Denkexkurs 17 - Wilfried Grenz

Dr. phil. Wilfried Grenz
Denkexkurs 17
Mein Terminkalender ist übervoll, die Tage sind gefüllt mit Arbeit, energiegeladen absolviere
ich erfolgreich einen Job nach dem anderen - und doch will das Gefühl nicht weichen, auf der
Stelle zu treten. Die Angst kommt in mir auf, in einen burn-out zu geraten. Der Begriff entstammt der Situation: Jemand sitzt auf dem Motorrad, gibt Vollgas, so dass das Hinterrad in
Höchstgeschwindigkeit durchdreht. Aber die angezogene Vorderbremse verhindert ein Vorankommen. Allein der Hinterreifen brennt aus.
Der Umstand, der wie eine Fessel jede Weiterentwicklung hindert, kann treffend mit dem Satz
beschrieben werden:
Operationalisierte Hektik ersetzt geistige Funkstille.
Für den Ausstieg aus der kräftezehrenden, aber nicht voranbringenden Hektik, braucht es die
Erkenntnis, was für mich wirklich wichtig ist und die Energie, diese Ziele auch nachhaltig zu
operationalisieren.
Am Anfang jeder Weiterentwicklung steht allerdings deren klare Konzeption.

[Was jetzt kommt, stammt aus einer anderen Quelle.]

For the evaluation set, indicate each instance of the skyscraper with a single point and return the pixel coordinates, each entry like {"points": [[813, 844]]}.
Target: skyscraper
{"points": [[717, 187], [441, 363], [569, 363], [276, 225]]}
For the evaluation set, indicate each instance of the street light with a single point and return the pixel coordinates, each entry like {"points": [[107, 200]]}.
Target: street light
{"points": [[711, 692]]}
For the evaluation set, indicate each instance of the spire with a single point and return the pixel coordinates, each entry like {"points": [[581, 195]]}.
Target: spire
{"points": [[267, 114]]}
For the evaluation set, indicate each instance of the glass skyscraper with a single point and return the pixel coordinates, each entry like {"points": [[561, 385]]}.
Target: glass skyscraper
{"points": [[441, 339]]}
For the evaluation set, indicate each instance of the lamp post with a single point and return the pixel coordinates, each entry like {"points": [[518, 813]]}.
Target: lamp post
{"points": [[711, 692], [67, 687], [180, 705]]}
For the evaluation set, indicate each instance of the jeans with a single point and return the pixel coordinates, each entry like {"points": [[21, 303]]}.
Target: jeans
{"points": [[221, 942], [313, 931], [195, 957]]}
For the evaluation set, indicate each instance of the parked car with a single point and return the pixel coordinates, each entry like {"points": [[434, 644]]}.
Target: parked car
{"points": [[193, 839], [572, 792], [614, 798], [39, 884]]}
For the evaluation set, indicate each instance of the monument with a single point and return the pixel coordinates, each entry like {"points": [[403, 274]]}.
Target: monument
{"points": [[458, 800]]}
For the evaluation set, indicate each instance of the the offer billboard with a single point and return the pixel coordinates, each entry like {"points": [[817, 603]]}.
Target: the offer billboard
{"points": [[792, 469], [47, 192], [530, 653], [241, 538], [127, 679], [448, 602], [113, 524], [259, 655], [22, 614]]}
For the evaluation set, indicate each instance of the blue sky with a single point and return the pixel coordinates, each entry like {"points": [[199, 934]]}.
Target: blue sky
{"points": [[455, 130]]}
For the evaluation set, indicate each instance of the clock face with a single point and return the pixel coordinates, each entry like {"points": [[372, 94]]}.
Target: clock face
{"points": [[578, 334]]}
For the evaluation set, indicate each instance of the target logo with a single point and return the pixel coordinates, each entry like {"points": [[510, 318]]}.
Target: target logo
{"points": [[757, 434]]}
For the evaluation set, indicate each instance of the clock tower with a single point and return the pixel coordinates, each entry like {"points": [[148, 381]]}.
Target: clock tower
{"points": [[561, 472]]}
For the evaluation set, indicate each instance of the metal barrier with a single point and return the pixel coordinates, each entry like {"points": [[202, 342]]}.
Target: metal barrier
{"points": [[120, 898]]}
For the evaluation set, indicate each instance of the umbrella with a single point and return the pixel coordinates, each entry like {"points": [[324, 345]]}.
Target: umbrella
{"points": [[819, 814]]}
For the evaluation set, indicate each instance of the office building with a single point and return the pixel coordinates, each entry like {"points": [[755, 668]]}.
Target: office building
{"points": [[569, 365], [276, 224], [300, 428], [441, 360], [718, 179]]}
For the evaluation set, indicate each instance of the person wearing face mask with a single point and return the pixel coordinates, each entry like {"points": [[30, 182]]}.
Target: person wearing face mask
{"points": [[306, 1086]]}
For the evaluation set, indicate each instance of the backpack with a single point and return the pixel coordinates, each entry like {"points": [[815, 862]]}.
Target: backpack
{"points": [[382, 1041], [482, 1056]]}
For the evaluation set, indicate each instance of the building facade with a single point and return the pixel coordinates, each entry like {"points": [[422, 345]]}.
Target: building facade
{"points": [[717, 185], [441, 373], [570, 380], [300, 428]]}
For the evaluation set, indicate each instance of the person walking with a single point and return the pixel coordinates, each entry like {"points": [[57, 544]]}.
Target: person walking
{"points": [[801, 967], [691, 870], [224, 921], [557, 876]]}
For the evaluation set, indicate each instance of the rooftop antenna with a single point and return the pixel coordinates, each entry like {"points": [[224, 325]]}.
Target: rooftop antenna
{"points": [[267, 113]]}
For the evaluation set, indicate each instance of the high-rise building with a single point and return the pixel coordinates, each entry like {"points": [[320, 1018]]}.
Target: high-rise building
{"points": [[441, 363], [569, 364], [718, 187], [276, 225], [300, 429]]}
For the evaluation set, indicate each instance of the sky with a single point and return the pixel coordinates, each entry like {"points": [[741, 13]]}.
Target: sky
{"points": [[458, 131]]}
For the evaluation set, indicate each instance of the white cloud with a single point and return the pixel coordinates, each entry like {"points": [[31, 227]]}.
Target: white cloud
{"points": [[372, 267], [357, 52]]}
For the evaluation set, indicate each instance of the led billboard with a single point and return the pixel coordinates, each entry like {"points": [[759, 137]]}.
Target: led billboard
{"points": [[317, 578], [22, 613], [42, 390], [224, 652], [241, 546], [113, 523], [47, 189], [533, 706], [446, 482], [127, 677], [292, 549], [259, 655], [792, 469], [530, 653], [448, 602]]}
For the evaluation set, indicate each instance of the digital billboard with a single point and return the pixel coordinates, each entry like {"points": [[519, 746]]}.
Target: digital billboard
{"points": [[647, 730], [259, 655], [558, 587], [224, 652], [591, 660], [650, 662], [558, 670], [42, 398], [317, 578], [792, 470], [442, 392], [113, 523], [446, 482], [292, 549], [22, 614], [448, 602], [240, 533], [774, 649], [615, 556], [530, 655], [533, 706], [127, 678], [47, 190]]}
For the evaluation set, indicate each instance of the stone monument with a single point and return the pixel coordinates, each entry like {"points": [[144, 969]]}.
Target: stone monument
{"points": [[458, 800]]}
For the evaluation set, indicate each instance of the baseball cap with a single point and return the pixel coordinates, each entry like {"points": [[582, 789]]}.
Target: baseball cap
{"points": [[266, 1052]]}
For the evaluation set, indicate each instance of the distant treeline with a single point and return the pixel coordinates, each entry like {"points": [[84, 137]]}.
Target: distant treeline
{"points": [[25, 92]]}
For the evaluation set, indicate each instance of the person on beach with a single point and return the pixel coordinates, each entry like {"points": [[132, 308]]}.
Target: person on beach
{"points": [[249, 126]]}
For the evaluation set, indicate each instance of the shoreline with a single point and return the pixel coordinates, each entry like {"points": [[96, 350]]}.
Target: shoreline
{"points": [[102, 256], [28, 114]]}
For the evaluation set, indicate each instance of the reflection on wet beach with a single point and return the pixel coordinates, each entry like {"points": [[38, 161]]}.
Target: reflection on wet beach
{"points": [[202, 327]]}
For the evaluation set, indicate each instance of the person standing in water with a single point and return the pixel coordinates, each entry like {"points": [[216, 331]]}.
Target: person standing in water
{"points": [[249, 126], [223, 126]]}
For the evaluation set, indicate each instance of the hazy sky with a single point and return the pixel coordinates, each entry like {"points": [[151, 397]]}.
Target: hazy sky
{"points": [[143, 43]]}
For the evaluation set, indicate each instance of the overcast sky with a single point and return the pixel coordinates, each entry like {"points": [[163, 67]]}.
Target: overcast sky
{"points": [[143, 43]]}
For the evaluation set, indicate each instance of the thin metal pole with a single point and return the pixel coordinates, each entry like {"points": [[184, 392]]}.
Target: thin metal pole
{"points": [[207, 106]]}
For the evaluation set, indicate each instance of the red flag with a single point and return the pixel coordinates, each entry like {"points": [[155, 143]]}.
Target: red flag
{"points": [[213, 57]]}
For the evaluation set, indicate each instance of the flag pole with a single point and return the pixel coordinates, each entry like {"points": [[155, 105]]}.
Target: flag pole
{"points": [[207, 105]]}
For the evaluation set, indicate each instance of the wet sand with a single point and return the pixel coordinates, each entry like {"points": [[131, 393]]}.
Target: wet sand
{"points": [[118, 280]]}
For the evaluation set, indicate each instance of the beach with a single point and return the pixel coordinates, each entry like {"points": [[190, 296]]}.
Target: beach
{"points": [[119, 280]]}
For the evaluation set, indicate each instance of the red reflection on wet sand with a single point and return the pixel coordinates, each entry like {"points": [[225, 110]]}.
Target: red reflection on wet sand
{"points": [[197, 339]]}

Dafür braucht es
Ruhe. Das bedeutet, ich muss aus der Alltagshektik temporär aussteigen. Und auch den Mut
haben, meine augenblicklichen geistigen Lebens- und Arbeitsstrukturen auf ihre aktuelle
Unsinnigkeit und Sinnhaftigkeit hin zu überprüfen. Wenn an dieser Stelle sich zwar der
Wunsch nach Ruhe realisieren lässt und der Mut nach Reflexion bereits vorhanden ist, kann
trotzdem das Gefühl bleiben, im Sumpf der Alltagsarbeit zu versinken. Keinen Boden unter
den Füßen zu bekommen. Münchhausen zog sich allein an den Haaren aus dem Sumpf. Ich
werde wohl eine Unterstützung in Anspruch nehmen müssen. Wer untergeht, ruft eben um
Hilfe! Aber habe ich den Mut in einer Gesellschaft von jungen, energiegeladenen und scheinbar
erfolgreichen Kollegen mein Untergehen zu outen?
Ich werde mich für einen Weg entscheiden müssen:
Explosion nach außen, die mich leben lässt.
Implosion nach innen, die mich zerstört.